Prendiamo ad esempio OpenAI. L'azienda che ha creato ChatGPT è passata da un fatturato praticamente nullo nel 2022 a circa 2 miliardi di dollari all'inizio del 20261. Si stima che il fatturato annualizzato si stia avvicinando ai 25 miliardi di dollari, con i contratti con le grandi aziende che rappresentano circa il 40% del fatturato e in continua crescita2.
Anthropic, la società che ha creato Claude, sta conducendo un'aggressiva campagna competitiva e, secondo recenti notizie, avrebbe superato OpenAI. Intorno ad aprile 2026 ha raggiunto un fatturato annualizzato di circa 30 miliardi di dollari. Ciò rappresenta un balzo rispetto ai circa 9 miliardi di dollari registrati alla fine del 2025, con un aumento di oltre il triplo del fatturato in soli quattro mesi3.
Figura 1: Fatturato annualizzato dei principali fornitori di modelli di IA: OpenAI vs Anthropic, 2022-2030 (stime)

Fonte: SemiAnalysis, aprile 2026. Le previsioni non costituiscono un indicatore dei rendimenti futuri e qualsiasi investimento è soggetto a rischi e incertezze.
A titolo di riferimento, Salesforce ha impiegato circa 20 anni per raggiungere i 30 miliardi di dollari di fatturato annuo; un traguardo che sia Anthropic che OpenAI hanno raggiunto in meno di quattro anni. Nessun ciclo di sviluppo software precedente ha mai eguagliato questo ritmo, superando le aziende di software tradizionali, i primi giganti del cloud e ogni ciclo tecnologico di consumo che lo ha preceduto. Alcune previsioni del settore indicano una crescita continua, anche se i risultati effettivi potrebbero differire in modo sostanziale.
Con le offerte pubbliche iniziali (IPO) all'orizzonte, il 2026 potrebbe segnare il momento in cui l'intelligenza artificiale entrerà a pieno titolo sotto i riflettori dei mercati finanziari. La vera domanda per gli investitori è: chi fornisce gli strumenti del mestiere?

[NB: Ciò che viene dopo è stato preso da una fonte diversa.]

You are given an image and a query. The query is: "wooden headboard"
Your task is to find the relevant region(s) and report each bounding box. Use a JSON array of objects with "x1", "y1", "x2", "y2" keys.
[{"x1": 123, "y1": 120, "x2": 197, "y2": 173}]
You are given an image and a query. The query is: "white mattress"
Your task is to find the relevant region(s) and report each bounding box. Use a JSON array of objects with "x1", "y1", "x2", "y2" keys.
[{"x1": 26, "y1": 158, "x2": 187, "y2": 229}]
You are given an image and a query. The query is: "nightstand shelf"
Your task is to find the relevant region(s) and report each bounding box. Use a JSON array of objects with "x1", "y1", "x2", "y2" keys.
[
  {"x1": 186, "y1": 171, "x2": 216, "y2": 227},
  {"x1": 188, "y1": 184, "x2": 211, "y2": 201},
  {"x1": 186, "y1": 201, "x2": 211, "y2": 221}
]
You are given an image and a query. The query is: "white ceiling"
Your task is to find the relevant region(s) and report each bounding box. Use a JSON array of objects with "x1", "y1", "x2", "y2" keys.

Le infrastrutture alla base delle entrate
Tutte queste attività legate all'intelligenza artificiale, dalle chat con i consumatori ai flussi di lavoro aziendali, si basano su un'infrastruttura fisica vasta ma sempre più limitata.

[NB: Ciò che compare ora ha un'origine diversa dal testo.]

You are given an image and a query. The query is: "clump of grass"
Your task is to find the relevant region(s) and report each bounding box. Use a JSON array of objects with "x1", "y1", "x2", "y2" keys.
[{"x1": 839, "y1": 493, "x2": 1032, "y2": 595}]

La domanda di risorse di calcolo per l'intelligenza artificiale continua a crescere rapidamente, trainata sia dallo sviluppo dei modelli che dal passaggio sempre più rapido verso l'inferenza. Dietro questa crescita c'è un gruppo di hyperscaler e fornitori di neocloud (Microsoft, Google, Amazon, Meta, Oracle e una nuova generazione di operatori specializzati) che sono sulla buona strada per investire oltre 700 miliardi di dollari in spese in conto capitale combinate nel 2026, circa il 60-70% in più rispetto ai livelli del 2025, con la stragrande maggioranza diretta verso le infrastrutture di IA4. Stanno inoltre sviluppando circuiti integrati personalizzati in collaborazione con piattaforme leader come NVIDIA, implementando su larga scala questi acceleratori di calcolo — tra cui unità di elaborazione grafica (GPU), circuiti integrati per applicazioni specifiche (ASIC) e chip personalizzati — per addestrare ed eseguire modelli di intelligenza artificiale sempre più complessi.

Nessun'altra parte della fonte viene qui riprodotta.